L'essentiel de son activité consiste maintenant à tenter
de régler des problèmes sociaux, économiques, culturels
et moraux réels ou imaginaires, et à se donner des objectifs
abstraits comme « l'épanouissement culturel
» de la population.
Le gouvernement fédéral prévoit ainsi dépenser
160 millions de dollars pour fêter l'arrivée du millénaire,
c'est-à-dire une date arbitraire avec trois zéros, alors
même que des centaines de milliers de ses citoyens sont dans le besoin.
Cent soixante millions de dollars, c'est 160 $ pour un million
de gens pour qui il s'agit d'une somme importante.
Lorsqu'un gouvernement peut se laisser aller à des dépenses
et des actions aussi futiles, il n'est pas difficile de comprendre pourquoi
il cède à toutes les pressions lorsque les enjeux semblent
le moindrement plus importants.
Une démocratie de pleurnichage
De nos jours, ce que nous appelons le processus démocratique n'est
en réalité qu'un forum où chaque lobby organisé
tente d'attirer l'attention sur son pauvre sort et de soutirer une faveur
étatique qui ira dans le sens de ses intérêts. Ceux
qui pleurnichent le plus fort et qui réussissent, soit par une campagne
de marketing habile, soit par des menaces de grève ou autres pressions,
à convaincre l'État du sérieux de leur cas, obtiendront
à coup sûr les bonbons qu'ils demandent.
C'est pour cette raison que nous avons instauré trois Prix Béquille:
pour dégonfler un peu l'importance que les médias accordent
à ce choeur de pleureuses que sont les lobbys. En effet, la lecture
d'un quotidien ou l'écoute d'un journal télévisé
se résume à peu de choses près, jour après
jour, à la même sempiternelle recension des doléances
et revendications des uns et des autres, suivies des négociations
avec le ministre récalcitrant, et enfin de l'annonce triomphale
de la remise du bonbon, ou encore de l'échec des négociations
et de la reprise du processus.
Pas étonnant dans ce contexte que le sentiment que notre société,
notre système politique, notre économie, sont constamment
en crise soit si généralisé. Suivre l'actualité,
c'est suivre pas à pas la crise de l'industrie porcine qui fait
face à une chute des prix, celle des urgences bondées dans
les hôpitaux, celle des pêcheurs au chômage, celle des
acériculteurs sinistrés, celle des travailleurs de l'auto
qui ne veulent pas de compétition, celle des nationalistes dont
« l'âme collective » fout le
camp, etc.
Un monde incohérent et irrationnel
Le monde décrit par les médias est incohérent et irrationnel.
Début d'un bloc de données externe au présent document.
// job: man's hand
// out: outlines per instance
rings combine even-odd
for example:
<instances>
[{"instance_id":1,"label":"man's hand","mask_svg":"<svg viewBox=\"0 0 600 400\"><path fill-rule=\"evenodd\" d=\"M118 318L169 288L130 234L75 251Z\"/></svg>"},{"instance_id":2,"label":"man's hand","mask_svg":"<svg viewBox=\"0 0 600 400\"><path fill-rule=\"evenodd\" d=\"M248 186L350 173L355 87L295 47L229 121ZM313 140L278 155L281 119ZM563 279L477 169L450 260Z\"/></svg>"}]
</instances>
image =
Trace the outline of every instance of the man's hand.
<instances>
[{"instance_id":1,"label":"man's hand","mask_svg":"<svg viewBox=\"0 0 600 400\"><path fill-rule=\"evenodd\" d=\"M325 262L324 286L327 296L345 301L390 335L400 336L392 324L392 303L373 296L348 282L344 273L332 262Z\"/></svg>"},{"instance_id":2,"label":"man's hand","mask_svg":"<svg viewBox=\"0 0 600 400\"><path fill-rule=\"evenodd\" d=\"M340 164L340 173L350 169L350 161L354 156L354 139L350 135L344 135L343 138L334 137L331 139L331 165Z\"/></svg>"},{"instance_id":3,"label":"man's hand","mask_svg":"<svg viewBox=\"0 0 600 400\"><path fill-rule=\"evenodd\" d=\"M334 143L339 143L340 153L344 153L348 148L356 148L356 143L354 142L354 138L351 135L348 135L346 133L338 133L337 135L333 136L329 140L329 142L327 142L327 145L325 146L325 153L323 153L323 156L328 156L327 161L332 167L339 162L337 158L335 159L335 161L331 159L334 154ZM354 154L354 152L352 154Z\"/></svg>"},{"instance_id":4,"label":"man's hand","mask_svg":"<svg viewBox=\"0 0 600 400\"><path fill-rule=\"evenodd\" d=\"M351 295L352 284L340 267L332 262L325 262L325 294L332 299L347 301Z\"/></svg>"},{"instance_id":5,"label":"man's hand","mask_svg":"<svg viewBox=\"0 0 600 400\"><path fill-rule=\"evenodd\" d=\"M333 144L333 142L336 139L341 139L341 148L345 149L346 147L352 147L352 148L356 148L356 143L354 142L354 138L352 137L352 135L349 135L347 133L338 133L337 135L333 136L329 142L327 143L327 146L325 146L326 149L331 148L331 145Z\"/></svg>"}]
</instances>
Il est dominé par des affrontements inutiles, entretenus par un
État ouvert à toutes les revendications. S'en isoler est
pour plusieurs un soulagement psychologique. Dans
une société libertarienne, la plupart de ces crises trouveraient
un règlement dans un espace privé, celui du marché.
Pour prendre quelques exemples: |
–les chutes ou hausses de prix touchent à
un moment ou l'autre tous les produits et services. Les producteurs
et consommateurs s'y adaptent dans la plupart des cas et il n'existe aucune
raison logique pour traiter les producteurs de porc de façon spéciale.
–toutes les industries se transforment
et traversent des périodes où l'emploi diminue. La presque
totalité des individus se recyclent et trouvent du travail ailleurs.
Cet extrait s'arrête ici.